Sostuvo la Corte en ese sentido: “Esta Sala de la Corte comparte las mismas razones esgrimidas por la Sala de Casación Civil, para haberle negado el amparo solicitado por el accionante, toda vez que como se ha reiterado en otras ocasiones por la Corte, en lo que concierne a las providencias judiciales sancionatorias, proferidas dentro del incidente de desacato posterior a la protección de los derechos fundamentales, es improcedente tal acción para buscar otra decisión diferente a la proferida en el trámite constitucional, y en particular en relación con las que resuelven incidentes de desacato debidamente tramitados, como se evidenció en el presente caso, por consiguiente no es posible emprenderse un nuevo análisis del caso, pues en relación con la falta alegada por el Gobernador de vinculación al tramite de tutela, se ha de indicar que oportunamente por el Juzgado de conocimiento le requirió, por ser el superior jerárquico del Secretario de Salud de Antioquia; y no hay prueba en el trámite de esta tutela de la cual se establezca que el Gobernador hubiera cumplido con lo suyo esto es, conminando a su inferior para dar cumplimiento al fallo de tutela, teniendo como último momento procesal para demostrar lo contrario la fecha en que se resolvió la consulta por parte del Tribunal accionado.”( Sentencia del 21 de abril de 2009, Rad. 24165, M.P. Eduardo López Villegas).
En el presente asunto se pretende revivir la controversia resuelta por los jueces constitucionales en el trámite del incidente de desacato, por lo que, como ya se anunció, la acción de tutela resulta improcedente” (rad. 110010230000201000086-00, 20 de abril de 2010).
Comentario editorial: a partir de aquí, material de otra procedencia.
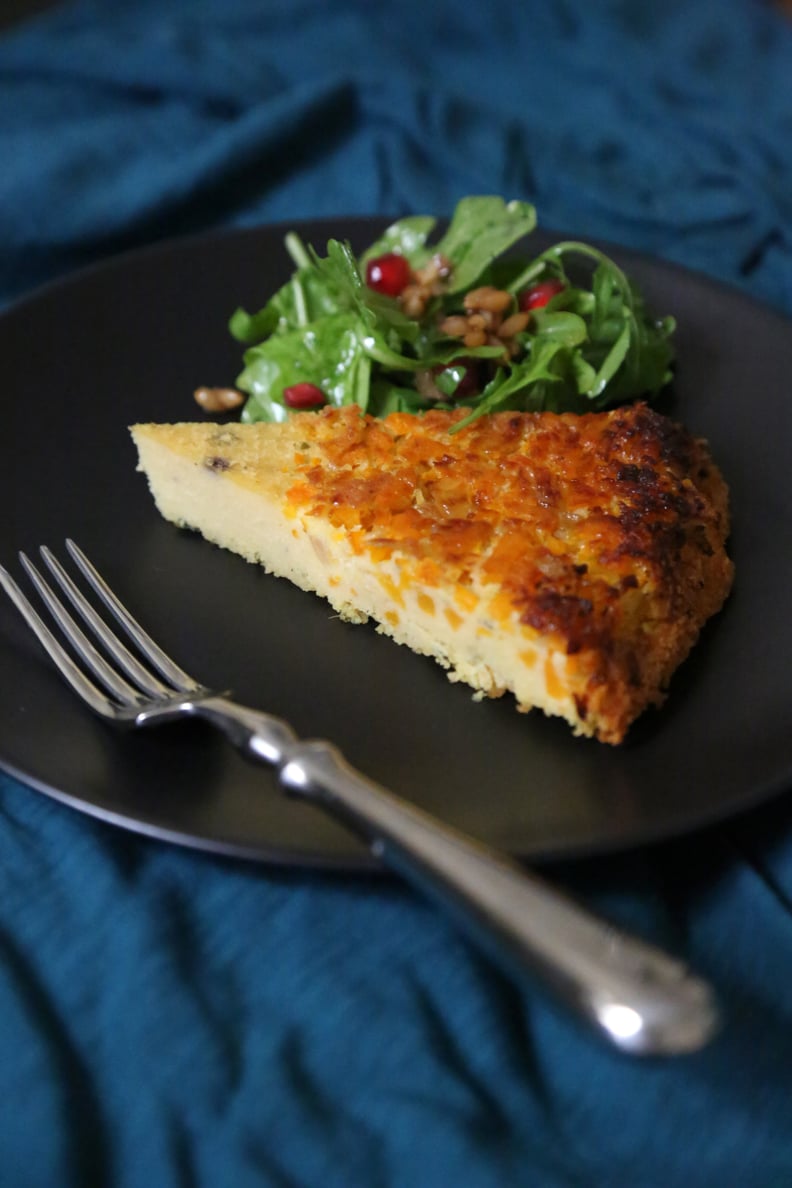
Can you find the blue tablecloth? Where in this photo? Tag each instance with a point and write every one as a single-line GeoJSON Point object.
{"type": "Point", "coordinates": [170, 1018]}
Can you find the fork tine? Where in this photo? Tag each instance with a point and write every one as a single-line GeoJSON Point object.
{"type": "Point", "coordinates": [124, 657]}
{"type": "Point", "coordinates": [59, 657]}
{"type": "Point", "coordinates": [152, 651]}
{"type": "Point", "coordinates": [82, 645]}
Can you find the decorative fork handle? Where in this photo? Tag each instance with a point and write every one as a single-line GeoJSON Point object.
{"type": "Point", "coordinates": [638, 997]}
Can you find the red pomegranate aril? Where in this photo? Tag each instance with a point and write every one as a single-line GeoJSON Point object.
{"type": "Point", "coordinates": [539, 295]}
{"type": "Point", "coordinates": [304, 396]}
{"type": "Point", "coordinates": [390, 273]}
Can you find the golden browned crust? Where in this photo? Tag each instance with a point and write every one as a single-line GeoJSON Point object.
{"type": "Point", "coordinates": [603, 532]}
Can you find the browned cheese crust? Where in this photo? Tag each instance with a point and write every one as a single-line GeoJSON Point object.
{"type": "Point", "coordinates": [604, 532]}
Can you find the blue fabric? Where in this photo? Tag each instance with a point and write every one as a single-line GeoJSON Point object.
{"type": "Point", "coordinates": [171, 1018]}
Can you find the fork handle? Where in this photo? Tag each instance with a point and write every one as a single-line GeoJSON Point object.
{"type": "Point", "coordinates": [639, 998]}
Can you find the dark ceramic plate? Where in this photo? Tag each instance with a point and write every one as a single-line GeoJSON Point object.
{"type": "Point", "coordinates": [130, 341]}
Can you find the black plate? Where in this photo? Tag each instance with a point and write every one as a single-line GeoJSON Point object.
{"type": "Point", "coordinates": [130, 341]}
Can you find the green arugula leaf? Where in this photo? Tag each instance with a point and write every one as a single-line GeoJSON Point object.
{"type": "Point", "coordinates": [591, 346]}
{"type": "Point", "coordinates": [407, 237]}
{"type": "Point", "coordinates": [327, 353]}
{"type": "Point", "coordinates": [481, 229]}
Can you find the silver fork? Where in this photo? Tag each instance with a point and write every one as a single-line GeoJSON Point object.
{"type": "Point", "coordinates": [639, 998]}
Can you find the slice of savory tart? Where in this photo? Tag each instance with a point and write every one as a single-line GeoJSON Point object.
{"type": "Point", "coordinates": [570, 560]}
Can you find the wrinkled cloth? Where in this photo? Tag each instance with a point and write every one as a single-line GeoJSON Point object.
{"type": "Point", "coordinates": [173, 1018]}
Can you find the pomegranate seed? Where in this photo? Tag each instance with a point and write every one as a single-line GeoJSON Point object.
{"type": "Point", "coordinates": [390, 273]}
{"type": "Point", "coordinates": [539, 295]}
{"type": "Point", "coordinates": [304, 396]}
Sin embargo, revisados los argumentos defensivos expuestos por el accionante, Williams de Jesús Seguro Seguro, en el curso del incidente de desacato que motivó la interposición de la presente acción constitucional, se advierte que estos no fueron ignorados por los jueces constitucionales, sino que, a juicio de los funcionarios de instancia dentro de ese asunto, conforme la argumentación allí esbozada, carecían de la potencialidad pretendida de relevarla de la obligación de acatar en forma cumplida y cabal las órdenes de tutela impartidas al concederse el amparo reclamado, las que dicho sea de paso no se exhiben como arbitrarias o antojadizas, por lo que el amparo tutelar pretendido no está llamado a la prosperidad.
En este orden de ideas, y sin que se hagan necesarias otras consideraciones, habrá de confirmarse la sentencia impugnada. En mérito de lo expuesto, la Corte Suprema de Justicia, Sala de Casación Laboral, administrando justicia en nombre de la República y por autoridad de la ley, RESUELVE 1-. CONFIRMAR el fallo de tutela proferido por la SALA DE CASACIÓN CIVIL DE LA CORTE SUPREMA DE JUSTICIA el 21 de junio de 2011, dentro de la acción instaurada por YAZMID BIBIANA CARVAJAL CORREA en nombre propio y en nombre y representación de sus menores hijos CAMILO y ALEJANDRO SEGURO CARVAJAL y, por el adherente o coadyuvante de la presente acción WILLIAMS DE JESÚS SEGURO SEGURO contra el JUZGADO PRIMERO DE FAMILIA DE ENVIGADO y la SALA DE FAMILIA DEL TRIBUNAL SUPERIOR DEL DISTRITO JUDICIAL DE MEDELLÍN. 2-.
COMUNICAR a los interesados en la forma prevista por el artículo 30 del Decreto 2591 de 1991. 3-. ENVIAR el expediente a la Corte Constitucional para su eventual revisión.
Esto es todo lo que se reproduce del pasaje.